The reduction, storage, and reuse of greenhouse gas carbon dioxide (CO2) is a crucial concern in modern society. Bio-waste adsorbents have recently aroused the investigator's attention as auspicious materials for CO2 capture. However, the adsorption capacity decaying and poor fluidizability during carbonation/calcination cycles of all natural adsorbents used in the calcium-looping process (CaL) are important challenges. The current study explores the performance of a novel SiO2-decorated calcium-based adsorbent recovered from eggshell waste in terms of both CO2 capture capacity and fluidity. Two preparation methods of hydration and sol–gel were used to obtain Ca-based adsorbents with different pore configurations and volumes. Modification of the adsorbents was applied by dry physically mixing with different weight percentages of hydrophobic SiO2 nanoparticles (NPs), in order to maintain stability and fluidity. The adsorbent prepared by the sol–gel method exhibited a fluffier structure with smaller grain sizes and higher porosity than that of prepared by the hydration method, leading to a 6.9 % increase in conversion at the end of the 20th cycle. Also, with the optimal amount of SiO2 nanoparticles, i. e. 7.5 wt%, the amount of CaO conversion obtained by sol–gel derived adsorbent was 27.59 % higher than that by pristine eggshell at the end of the 20th carbonation/calcination cycles.

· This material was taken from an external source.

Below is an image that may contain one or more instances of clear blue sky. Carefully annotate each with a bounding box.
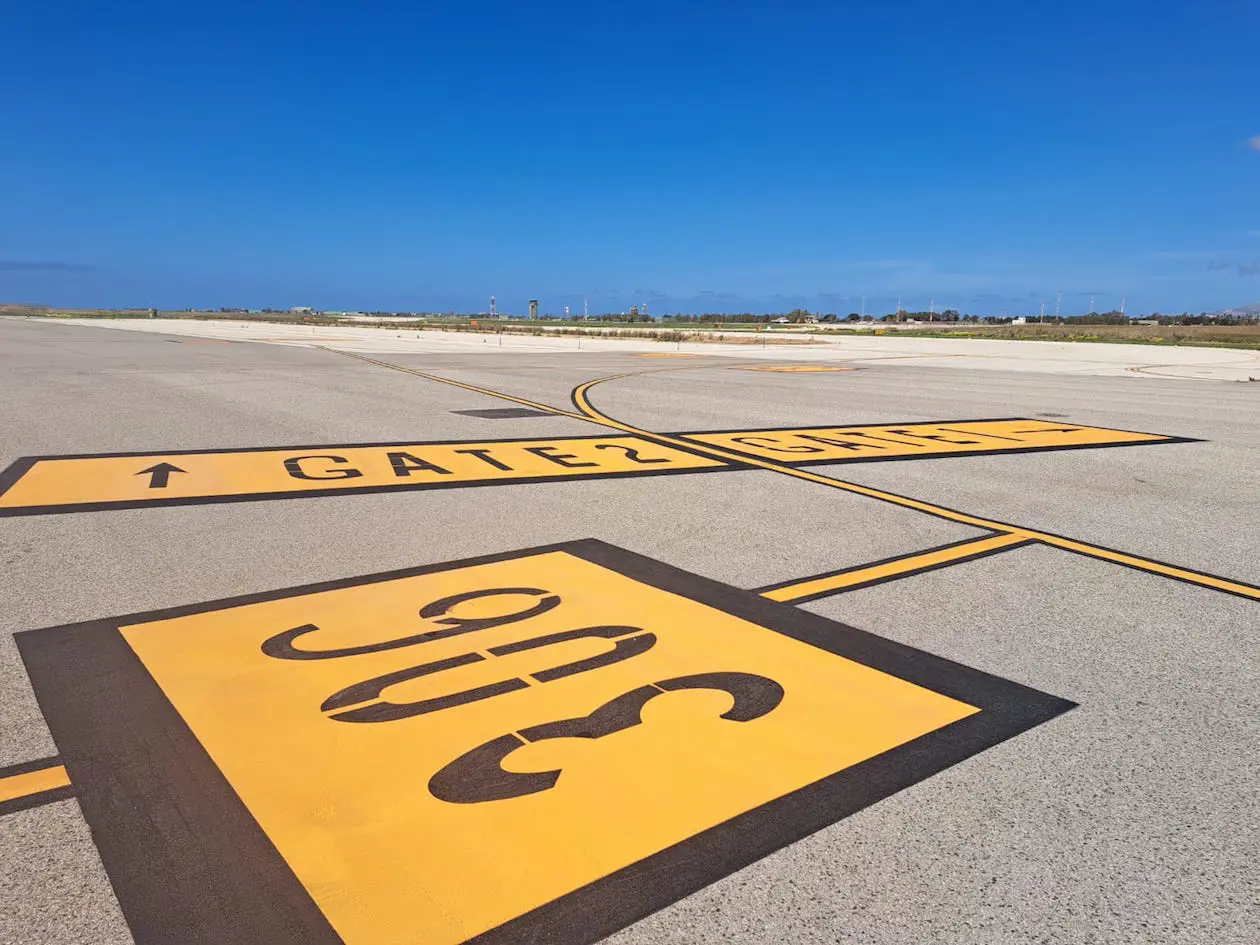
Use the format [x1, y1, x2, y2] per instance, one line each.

The fluidizability tests showed that the highest bed expansion ratio (2.29) was achieved for sol–gel derived adsorbent in the presence of 7.5 wt% silica nanoparticles which was considerably higher than the amount of 1.8 and 1.6 belonged to sol–gel derived adsorbent and pristine eggshell without silica at the gas velocity of ≈ 6.5 cm/s, respectively. The high adsorption capacity and proper fluidity of this novel and green calcium-based adsorbent promise its wide application.